I’m not saying there isn’t a lot to like here. Scott can put a movie together and for much of the running time you can’t help be caught up in things; the tension slowly rises as the group explores an ancient, crumbling alien structure filled with corpses and sudden, half seen flashes of movement, and does battle with each other as it becomes clear there are several different, contradictory and possibly malevolent agendas in their midst. There isn’t a miscast character in the whole film (Michael Fassbender as the robot, David, has had plaudits heaped upon him and understandably so), the design and look of the thing is spot on and, oh, if it weren’t for the last twenty minutes or so it’d be really good.
All in all, it’s not a bad film. In fact it’s probably a rather good one, assuming you’ve neither read any HP Lovecraft nor seen Alien. If you’ve read or seen either of those two don’t be put off seeing Prometheus, but prepare yourself for the feeling of mild irritation of and disappointment that comes with it – especially, and I can’t not say this – the ending in which a direct link is set up between Prometheus and Alien and then quite deliberately not followed up on. At that moment it felt almost as if the Director was giving his audience the bird and that’s not just irritating, it actually felt rude.**
*Not to mention that Noomi Rapace’s character takes an astounding amount of physical damage but is still capable of outrunning collapsing buildings, angry aliens and crashing spaceships. Yeah, she occasionally says ‘ow’ and stumbles a bit, but she’s had invasive surgery, darnit and – trust me on this one - if you’ve got a whopping great slice in your abdomen you aren’t running anywhere.

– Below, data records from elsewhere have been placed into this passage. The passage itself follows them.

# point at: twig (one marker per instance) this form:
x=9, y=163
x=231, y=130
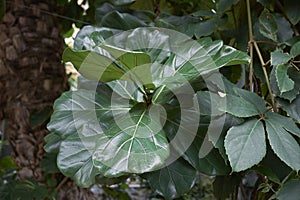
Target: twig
x=62, y=183
x=250, y=46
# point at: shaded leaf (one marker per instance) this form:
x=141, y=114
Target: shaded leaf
x=93, y=66
x=268, y=25
x=245, y=145
x=121, y=21
x=289, y=95
x=225, y=185
x=75, y=160
x=282, y=143
x=2, y=8
x=292, y=109
x=135, y=144
x=292, y=11
x=290, y=190
x=173, y=180
x=295, y=50
x=243, y=103
x=284, y=82
x=223, y=5
x=277, y=58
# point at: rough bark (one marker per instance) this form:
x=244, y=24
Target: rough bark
x=31, y=78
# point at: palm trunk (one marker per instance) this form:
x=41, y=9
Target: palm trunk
x=31, y=78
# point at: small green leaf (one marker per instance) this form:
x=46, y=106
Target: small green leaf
x=285, y=84
x=268, y=25
x=290, y=190
x=295, y=50
x=282, y=143
x=292, y=11
x=293, y=108
x=245, y=145
x=277, y=58
x=173, y=180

All you want is a sit down and lots of protein in your diet whilst your body recovers from the trauma over the next few months. If someone had come to me an hour or so after I got sliced upon and said “Hey, David, fancy going two falls out of three with a couple of angry martians?” I’m afraid I’d’ve had to regretfully decline.

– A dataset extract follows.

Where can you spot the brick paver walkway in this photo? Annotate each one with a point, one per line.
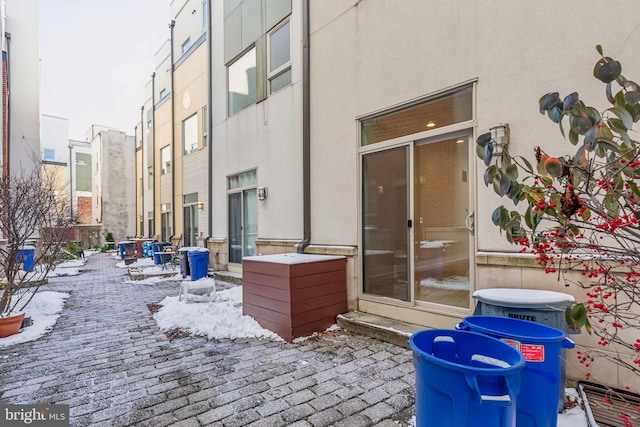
(107, 359)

**Yes, I know Prometheus doesn't take place on the same planet as Alien. That planet was LV-426 and this one is LV-226. it says so, once, in small print at the bottom of the screen. This is another directoral error. if you're going to make a film with the same design aesthetic as Alien in the same universe as Alien and on a planet which looks just like the one in Alien, it's only fair to make it plain that it isn't the same place. Your casual viewer is unlikely to know the name of the planet in a film thirty years old and they're likely to miss the name in this one as well; I only know because I'm a complete geek and most people aren't.